Nothing (yet). Been unemployed since 2007. But been in the plumbing trade since 1993. Due to social anxiety and depression, I've had no confidence to complete my apprenticeship. Kind of funny though. Been in the trade for 19 years and still an apprentice. lol Just getting fed up with making mistakes and having people call me names and put me down. I've tried many other jobs though, anywhere from working at a GM truck plant in Ontario, to working Walmart night shift. I just get so scared going to work, that I get panic attacks and drive home and head to bed.


----------



## theseventhkey

Sleep analyst, and no I don't stay home and sleep all day. I analyze people's sleep and breathing patterns to see if they have Obstructive sleep apnea.


----------



## Rocketman1973

^^^ Interesting... I think I have that problem. The last woman I dated actually recorded me sleeping and my snoring sounded pretty bad. I did research and it seems like I have most of the symptoms and risk factors, including obesity. Even during my last surgery, they had trouble intubating me because something was blocking the airway.


----------



## GameGuy

Currently, Im a Desk Clerk for an Air Force Base Manor.

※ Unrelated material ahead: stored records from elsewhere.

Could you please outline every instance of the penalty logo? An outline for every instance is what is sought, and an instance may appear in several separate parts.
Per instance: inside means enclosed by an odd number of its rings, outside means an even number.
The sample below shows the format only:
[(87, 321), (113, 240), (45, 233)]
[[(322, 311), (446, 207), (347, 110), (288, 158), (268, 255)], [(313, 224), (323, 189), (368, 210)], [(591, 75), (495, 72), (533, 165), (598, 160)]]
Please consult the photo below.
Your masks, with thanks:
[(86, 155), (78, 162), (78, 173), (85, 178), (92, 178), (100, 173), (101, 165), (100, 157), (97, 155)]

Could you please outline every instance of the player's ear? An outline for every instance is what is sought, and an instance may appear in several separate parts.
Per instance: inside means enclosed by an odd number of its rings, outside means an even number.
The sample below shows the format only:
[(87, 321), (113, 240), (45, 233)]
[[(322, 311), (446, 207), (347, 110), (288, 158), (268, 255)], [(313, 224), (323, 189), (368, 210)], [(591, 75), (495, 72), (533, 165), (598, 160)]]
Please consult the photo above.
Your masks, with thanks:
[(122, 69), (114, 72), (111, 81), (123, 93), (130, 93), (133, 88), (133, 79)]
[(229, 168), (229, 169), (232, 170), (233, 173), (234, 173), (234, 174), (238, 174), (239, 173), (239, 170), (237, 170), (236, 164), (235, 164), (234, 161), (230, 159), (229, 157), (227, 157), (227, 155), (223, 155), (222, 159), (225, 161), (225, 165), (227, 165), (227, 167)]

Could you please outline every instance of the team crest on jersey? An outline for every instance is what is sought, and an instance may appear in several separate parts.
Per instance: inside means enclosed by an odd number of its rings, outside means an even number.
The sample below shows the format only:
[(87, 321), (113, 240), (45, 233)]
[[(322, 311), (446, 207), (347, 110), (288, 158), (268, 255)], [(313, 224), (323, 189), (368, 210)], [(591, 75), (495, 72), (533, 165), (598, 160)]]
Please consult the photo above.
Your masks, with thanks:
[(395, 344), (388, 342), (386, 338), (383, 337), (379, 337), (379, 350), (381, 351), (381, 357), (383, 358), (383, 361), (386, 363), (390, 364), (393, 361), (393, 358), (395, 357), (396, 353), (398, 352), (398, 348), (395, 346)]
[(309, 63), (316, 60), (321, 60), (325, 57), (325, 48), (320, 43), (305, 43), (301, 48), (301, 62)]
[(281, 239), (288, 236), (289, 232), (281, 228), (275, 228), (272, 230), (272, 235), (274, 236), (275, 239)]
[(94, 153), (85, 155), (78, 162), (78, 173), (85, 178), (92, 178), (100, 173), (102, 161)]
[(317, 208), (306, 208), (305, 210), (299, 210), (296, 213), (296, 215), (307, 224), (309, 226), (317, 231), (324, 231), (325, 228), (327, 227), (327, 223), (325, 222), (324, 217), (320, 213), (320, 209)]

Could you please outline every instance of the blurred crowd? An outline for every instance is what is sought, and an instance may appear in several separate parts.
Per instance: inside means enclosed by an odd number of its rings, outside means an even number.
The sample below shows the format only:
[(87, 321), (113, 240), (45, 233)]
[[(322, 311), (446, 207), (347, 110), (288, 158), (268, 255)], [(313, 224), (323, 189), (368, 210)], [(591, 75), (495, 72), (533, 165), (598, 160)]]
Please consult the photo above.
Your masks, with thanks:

But, hopefully in a few months I'll be using my new College Degree and become a Video Game Designer.


----------



## SoulSoldier

Freelance project manager. I manage web development projects for a small but growing web development firm. Best part is, it's all done from home.


----------



## Soulsurvivor

^^^ Your name!...it's...it's...so similar


----------



## SoulSoldier

Soulsurvivor said:


> ^^^ Your name!...it's...it's...so similar


Yours is too!


----------



## SocialDisaster

I work as an Internal Auditor for an SEC company in Michigan, where I perform testing on financial SOX controls and report deficiencies. I liked my job at first, now I hate it with a passion. This is mostly because my boss despises my performance and tries to do everything in her power to point out every mistake I make. Every day I basically work in fear, because if I'm not perfect, my boss will bring the hammer down. Unfortuntely, I screw up all the time.


----------



## calmncool

I work in mental health. I enjoy it for the most part. I deal with clients one on one and staff the same or 2-3 at a time but work in a fairly small office and have gotten to know most of my coworkers. I am comfortable where I am at. I don't think I ever experienced this before.


----------



## ravens

Right now I'm not working. For the last 20 years I worked with my father in construction.


----------



## Ckg2011

I fail.


----------



## ravens

Ckg2011 said:


> I fail.


You're not a failure. I know what it's like to feel that way. You have to remember that if you have people that care for you then you will never be a failure. You have to keep hope that things will change for the better.


----------



## Ckg2011

ravens said:


> You're not a failure. I know what it's like to feel that way. You have to remember that if you have people that care for you then you will never be a failure. You have to keep hope that things will change for the better.


 I just feel very stuck.

Going back to college is expensive and I don't know how to get the money to go. I do not want to be stuck paying student loans.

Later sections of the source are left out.